Two years ago, I lost a friend. He was found in his apartment stabbed to death. He was gay. Do you know how things like this happen? Gay men often meet each other online. There are gangs of people who come to gay men’s houses disguised as gay men, rob them, and then kill them. And the relatives don’t tell anyone because no one wants these stories circulating about them. That friend and I had a female friend in common, Sasha. She told me to be careful and stop meeting men online. I ignored her advice.

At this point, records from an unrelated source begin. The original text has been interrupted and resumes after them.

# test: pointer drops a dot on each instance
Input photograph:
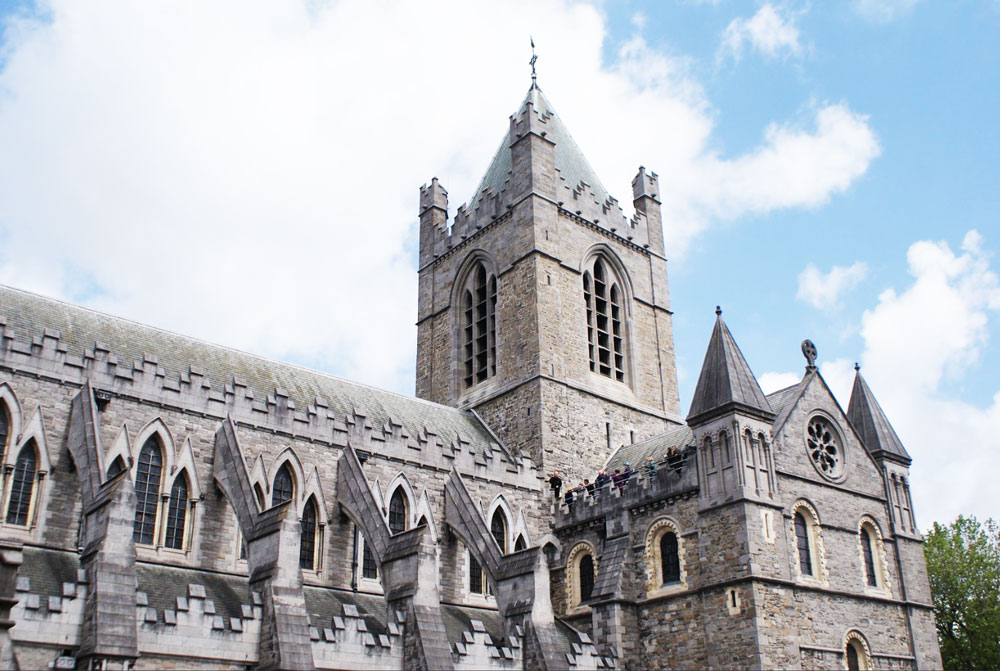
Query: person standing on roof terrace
(555, 482)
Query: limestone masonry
(167, 503)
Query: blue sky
(828, 172)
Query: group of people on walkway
(620, 479)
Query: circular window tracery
(824, 446)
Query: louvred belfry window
(605, 320)
(498, 527)
(670, 563)
(586, 577)
(479, 331)
(22, 486)
(147, 492)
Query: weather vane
(534, 76)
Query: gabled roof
(573, 167)
(873, 427)
(726, 381)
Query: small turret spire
(534, 57)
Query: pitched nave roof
(28, 315)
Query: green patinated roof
(29, 314)
(572, 165)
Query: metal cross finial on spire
(534, 76)
(809, 352)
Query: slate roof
(29, 314)
(726, 380)
(868, 419)
(682, 437)
(573, 167)
(655, 447)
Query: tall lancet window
(308, 545)
(605, 320)
(147, 492)
(177, 513)
(22, 486)
(4, 431)
(479, 329)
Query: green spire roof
(867, 418)
(573, 167)
(726, 381)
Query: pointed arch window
(498, 528)
(117, 466)
(369, 567)
(477, 576)
(177, 513)
(479, 331)
(147, 492)
(4, 430)
(308, 545)
(802, 542)
(604, 300)
(22, 486)
(283, 488)
(398, 512)
(586, 577)
(670, 563)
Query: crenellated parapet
(576, 202)
(673, 479)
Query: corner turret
(433, 219)
(646, 200)
(880, 439)
(731, 422)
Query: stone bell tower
(543, 307)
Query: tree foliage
(963, 564)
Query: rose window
(824, 447)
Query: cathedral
(173, 504)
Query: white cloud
(823, 291)
(771, 382)
(767, 32)
(883, 11)
(916, 340)
(247, 171)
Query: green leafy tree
(963, 564)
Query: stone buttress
(272, 540)
(408, 565)
(109, 637)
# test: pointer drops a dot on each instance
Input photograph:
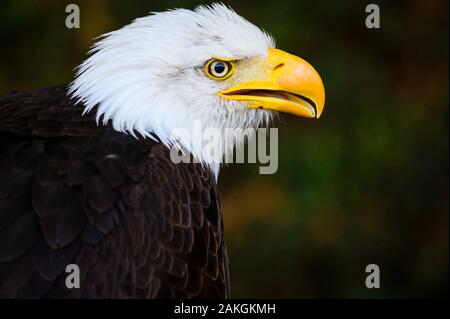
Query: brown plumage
(138, 225)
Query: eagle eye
(218, 69)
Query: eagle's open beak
(290, 85)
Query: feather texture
(138, 225)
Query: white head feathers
(148, 76)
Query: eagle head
(209, 65)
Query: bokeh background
(367, 183)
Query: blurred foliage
(367, 183)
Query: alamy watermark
(216, 146)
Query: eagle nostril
(278, 66)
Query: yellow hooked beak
(289, 84)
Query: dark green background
(367, 183)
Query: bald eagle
(86, 176)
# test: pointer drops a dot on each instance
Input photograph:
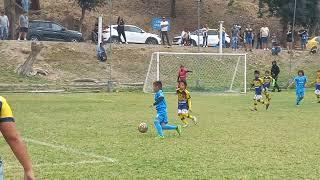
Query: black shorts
(23, 29)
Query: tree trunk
(173, 8)
(83, 13)
(27, 67)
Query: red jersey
(183, 74)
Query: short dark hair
(301, 71)
(184, 82)
(158, 84)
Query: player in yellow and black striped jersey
(267, 81)
(184, 104)
(257, 83)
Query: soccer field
(94, 136)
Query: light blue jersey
(300, 81)
(161, 106)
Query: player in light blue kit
(300, 81)
(161, 121)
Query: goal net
(211, 72)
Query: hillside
(141, 12)
(66, 62)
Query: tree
(307, 11)
(88, 5)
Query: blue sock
(169, 127)
(158, 126)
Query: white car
(213, 38)
(134, 34)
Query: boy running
(257, 83)
(300, 81)
(184, 104)
(161, 121)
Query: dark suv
(51, 31)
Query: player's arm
(12, 137)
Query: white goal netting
(211, 72)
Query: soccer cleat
(195, 120)
(267, 106)
(179, 129)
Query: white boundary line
(70, 150)
(58, 164)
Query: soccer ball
(143, 127)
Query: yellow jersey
(5, 111)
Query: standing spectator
(14, 140)
(304, 38)
(235, 36)
(24, 25)
(25, 5)
(275, 71)
(205, 35)
(164, 30)
(264, 33)
(259, 42)
(183, 37)
(102, 55)
(120, 29)
(4, 26)
(289, 40)
(276, 49)
(248, 36)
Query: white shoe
(195, 120)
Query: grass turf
(230, 142)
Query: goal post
(211, 72)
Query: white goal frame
(157, 54)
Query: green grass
(230, 142)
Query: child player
(161, 121)
(317, 83)
(300, 82)
(257, 83)
(183, 74)
(267, 80)
(184, 104)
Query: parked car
(134, 34)
(213, 38)
(51, 31)
(313, 44)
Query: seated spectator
(101, 53)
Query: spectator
(259, 42)
(4, 26)
(14, 140)
(24, 25)
(120, 29)
(304, 38)
(25, 5)
(205, 35)
(164, 30)
(289, 40)
(276, 49)
(235, 36)
(275, 71)
(183, 37)
(264, 33)
(248, 36)
(102, 55)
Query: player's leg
(183, 119)
(158, 126)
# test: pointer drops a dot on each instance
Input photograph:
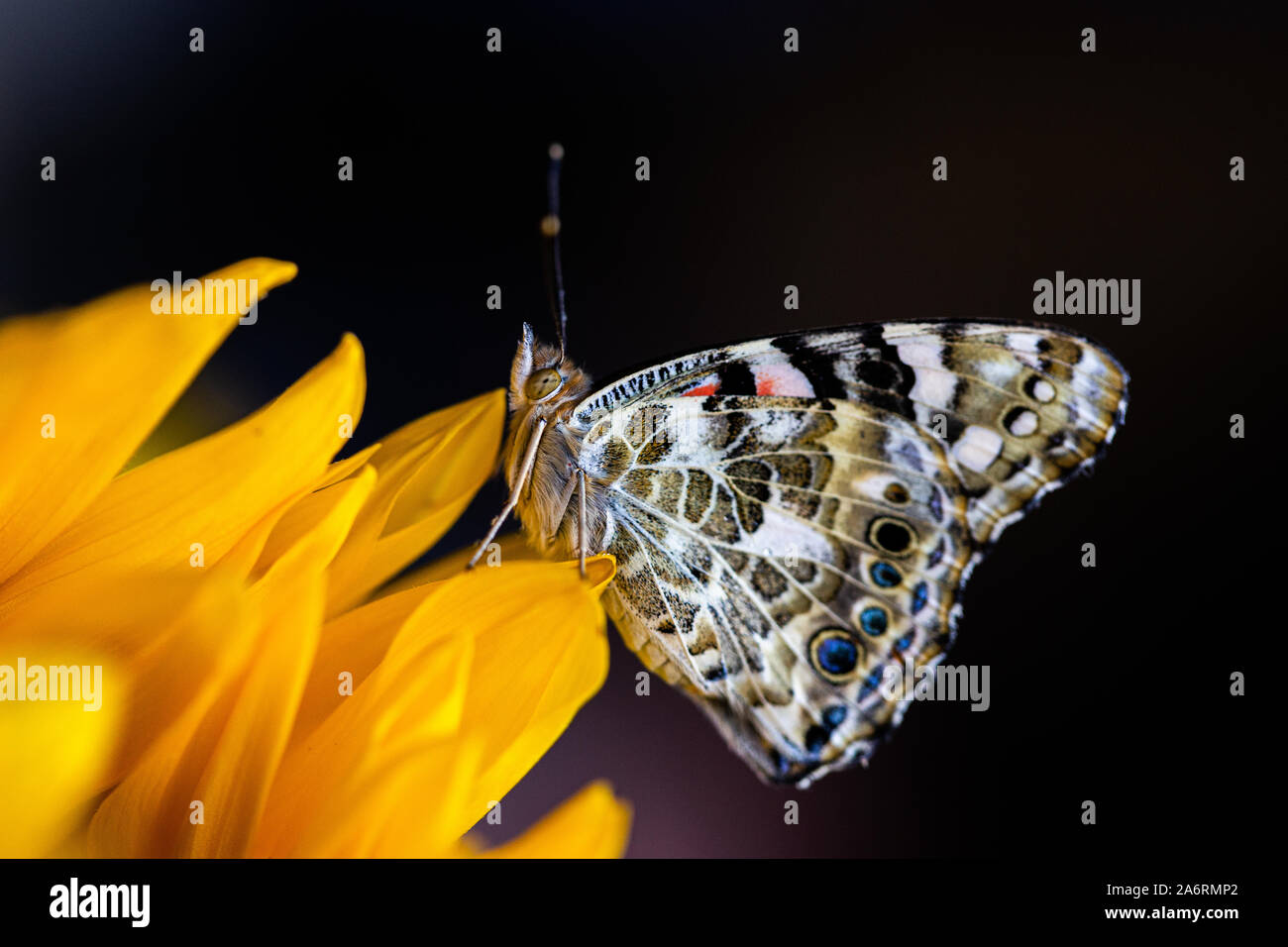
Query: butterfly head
(542, 379)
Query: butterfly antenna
(550, 231)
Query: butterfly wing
(794, 518)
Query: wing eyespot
(835, 655)
(892, 536)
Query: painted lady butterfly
(794, 515)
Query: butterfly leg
(581, 522)
(524, 472)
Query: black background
(1108, 684)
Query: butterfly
(795, 517)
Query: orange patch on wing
(784, 380)
(702, 390)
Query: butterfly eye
(542, 384)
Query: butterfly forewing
(794, 517)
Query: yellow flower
(256, 698)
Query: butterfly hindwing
(794, 517)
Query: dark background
(812, 169)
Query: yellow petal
(224, 755)
(489, 667)
(593, 823)
(98, 376)
(429, 472)
(352, 644)
(53, 754)
(210, 492)
(511, 547)
(165, 637)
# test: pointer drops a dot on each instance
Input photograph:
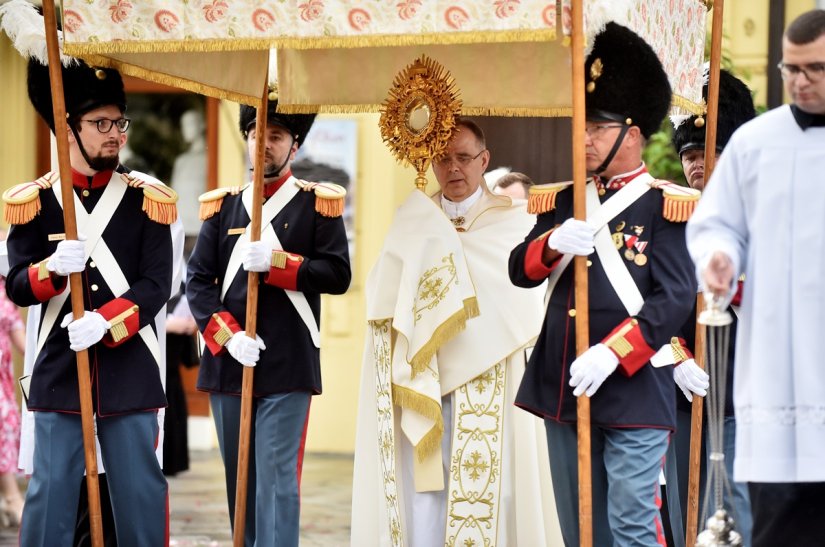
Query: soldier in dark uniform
(301, 254)
(641, 288)
(126, 262)
(735, 108)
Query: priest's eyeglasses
(463, 160)
(104, 125)
(814, 72)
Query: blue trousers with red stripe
(137, 487)
(625, 479)
(275, 458)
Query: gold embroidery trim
(118, 328)
(224, 333)
(619, 343)
(43, 272)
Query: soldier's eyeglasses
(463, 160)
(595, 130)
(814, 72)
(104, 125)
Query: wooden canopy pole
(251, 325)
(580, 271)
(75, 281)
(696, 417)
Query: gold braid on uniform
(212, 200)
(159, 201)
(679, 201)
(329, 197)
(22, 202)
(543, 197)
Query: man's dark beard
(104, 163)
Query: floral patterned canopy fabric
(507, 56)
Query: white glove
(68, 258)
(86, 331)
(244, 349)
(691, 379)
(591, 369)
(572, 237)
(256, 256)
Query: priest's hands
(691, 379)
(718, 280)
(572, 237)
(256, 256)
(244, 349)
(86, 331)
(591, 369)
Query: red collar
(98, 180)
(619, 181)
(271, 187)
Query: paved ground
(199, 515)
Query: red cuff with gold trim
(45, 284)
(534, 266)
(627, 342)
(124, 318)
(219, 330)
(283, 270)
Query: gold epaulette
(212, 200)
(329, 197)
(679, 201)
(22, 202)
(158, 199)
(543, 197)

He was very good looking, and his profile on the website was pretty interesting. He came over to my house, we hung out, and then slept together. On his way out, he asked me to borrow some movies, promising to return them in a few days. He came back a week later. I let him in and went to the kitchen, where I was cooking something. Meanwhile, he let another guy in. They came up from behind me and hit me over the head with a bottle, but I didn’t fall over or pass out. I turned around and instantly understood that I might be facing death. One of them was holding a knife and the broken bottle, which he immediately shoved up against my throat, and the other one was also holding a knife. The first one was screaming that his brother was a faggot and that people like me were responsible for this, which is why I should be killed.

It’s unclear why it was my fault that someone else was gay. I tried to explain that, but it quickly became clear that there was no talking them out of it. So I just asked them not to kill me. I was bleeding hard and I thought that I was going to pass out. I begged them not to kill me. You can’t imagine how ashamed I am of myself, although they are the ones who broke into my house and almost killed me. They took everything, even my phone. They committed the crime and I’m the one who’s ashamed.

I was shivering, but I couldn’t call an ambulance. I would have had to explain what happened. I couldn’t tell anyone at work. I convinced my friends to call my coworkers and tell them that I had been attacked at a bus stop. I couldn’t go to the police, either. It would have been easy enough to find my attackers, but I didn’t have the strength to explain myself to the men in uniform. Now, I blame myself for my weakness. Those two really could kill someone if no one stops them.

When I was 13, my life was hard because I was alone. Now I’m 39, and society is still trying to put me in my place. I really hate being told how to live my life. I hate being accused of things I haven’t done. I hate being torn away from those dear to me. I can’t tolerate being persecuted.

I can stand up and say that this ends here.